Tutti si erano sentiti estremamente fieri della soluzione e di come si erano adattati alla vita nello spazio.
‘La razza umana sopravvivrà!’ era il ritornello dell’epoca e tutti per un po’ erano rimasti convinti di aver fatto un grande passo in avanti nel futuro.
Poi avevano incontrato le prime specie di alieni, era stato un primo contatto pacifico e gli umani si erano inseriti tranquillamente nell’atmosfera interspecie della confederazione interplanetaria.
Contrariamente a quello che presupponevano molti film di fantascienza le specie aliene non sembravano ostili.
Ovviamente avevano usanze diverse, tipo gli abitanti del sistema di Vorlan che si suicidavano intorno a metà del loro ciclo vitale per un fatto di religione e Hunduriani che erano radunati un unica enorme democrazia dove ogni singolo cittadino aveva voce in causa. Su Fleria gli abitanti entravano in un ciclo di sonno decine d’anni in mezzo alla loro vita e Teranaret era abitata da ben due razze intelligenti; una che viveva sugli altissimi picchi delle montagne e una nelle profondità degli oceani, avevano vissuto ignorando la reciproca esistenza per migliaia di anni.

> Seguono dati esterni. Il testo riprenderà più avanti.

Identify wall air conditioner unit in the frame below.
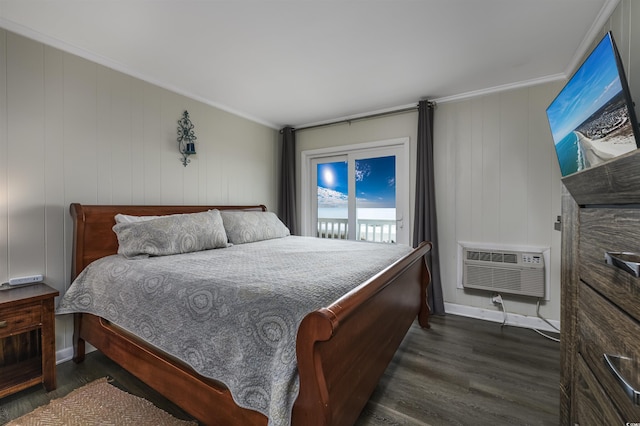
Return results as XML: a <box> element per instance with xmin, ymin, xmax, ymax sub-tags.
<box><xmin>462</xmin><ymin>247</ymin><xmax>545</xmax><ymax>297</ymax></box>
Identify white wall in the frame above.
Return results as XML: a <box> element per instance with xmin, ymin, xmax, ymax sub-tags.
<box><xmin>296</xmin><ymin>83</ymin><xmax>561</xmax><ymax>330</ymax></box>
<box><xmin>434</xmin><ymin>82</ymin><xmax>562</xmax><ymax>328</ymax></box>
<box><xmin>0</xmin><ymin>30</ymin><xmax>279</xmax><ymax>356</ymax></box>
<box><xmin>296</xmin><ymin>0</ymin><xmax>640</xmax><ymax>329</ymax></box>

Gli umani erano stati accolti con ospitalità e non erano state portate loro discriminazioni anche se la loro razza era relativamente giovane rispetto a molte altre.

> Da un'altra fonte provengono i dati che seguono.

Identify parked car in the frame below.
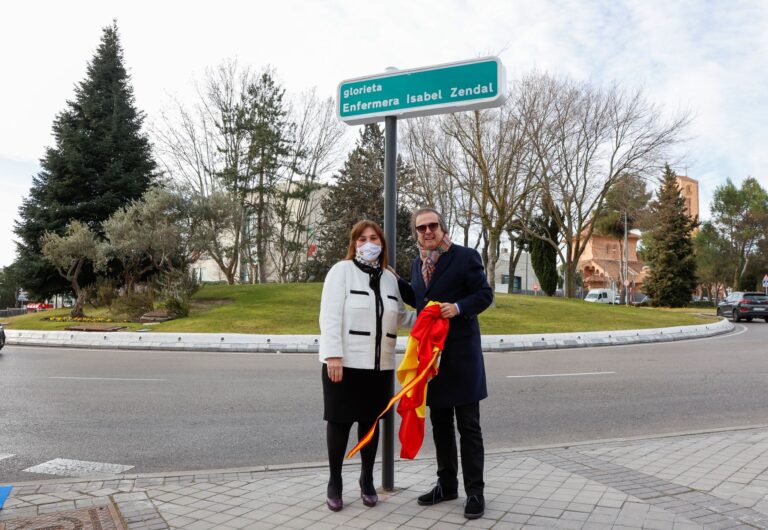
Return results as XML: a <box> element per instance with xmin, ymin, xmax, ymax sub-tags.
<box><xmin>717</xmin><ymin>291</ymin><xmax>768</xmax><ymax>322</ymax></box>
<box><xmin>584</xmin><ymin>289</ymin><xmax>616</xmax><ymax>304</ymax></box>
<box><xmin>632</xmin><ymin>294</ymin><xmax>652</xmax><ymax>307</ymax></box>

Tutto era filato liscio finché non era uscito il discorso del loro pianeta natale, solo allora gli umani si erano resi conto dell’immenso errore di valutazione che avevano commesso. Poiché il loro esodo agli occhi degli alieni non era sembrato eroico neanche un po’, al contrario, si erano fatti una fama di razza talmente stupida che non solo aveva avvelenato il pianeta su cui viveva, ma avevano anche preferito andarsene piuttosto che risolvere il problema.

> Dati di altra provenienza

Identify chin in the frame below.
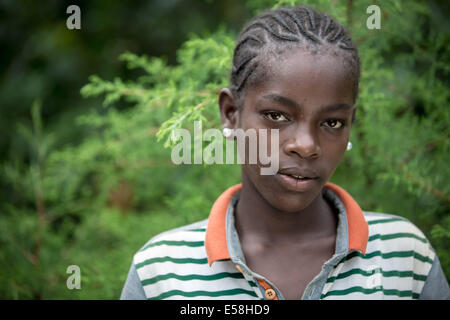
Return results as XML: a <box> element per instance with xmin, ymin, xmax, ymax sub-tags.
<box><xmin>256</xmin><ymin>178</ymin><xmax>323</xmax><ymax>213</ymax></box>
<box><xmin>265</xmin><ymin>192</ymin><xmax>319</xmax><ymax>213</ymax></box>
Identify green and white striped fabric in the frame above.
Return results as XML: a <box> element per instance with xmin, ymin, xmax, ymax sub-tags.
<box><xmin>121</xmin><ymin>186</ymin><xmax>450</xmax><ymax>300</ymax></box>
<box><xmin>320</xmin><ymin>212</ymin><xmax>435</xmax><ymax>299</ymax></box>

Allora era nato il progetto Phoenix. Letteralmente volto a far risorgere la loro civiltà dalle sue ceneri.
Tutte le colonie terrestri avevano selezionato le loro menti più brillanti per inserirle nel programma; nell’ambiente protetto della città artificiale, situata in un luogo segreto dentro un asteroide in orbita controllata, loro rappresentavano il futuro della razza umana. L’idea era semplice, ma efficace, il loro obiettivo era riportare in vita la Terra e progettare un nuovo stile di vita a impatto minimo sull’ambiente. E qui entrava in gioco il programma di riproduzione mirata. La popolazione era stata divisa in fasce del quoziente intellettivo, ognuna delle quali lavorava su problemi di diversa entità.
Sin da quando era stata varata, secoli prima, i suoi abitanti erano chiamati a sottoporsi ad un test scientificamente costruito per poi essere inseriti nel mondo degli adulti.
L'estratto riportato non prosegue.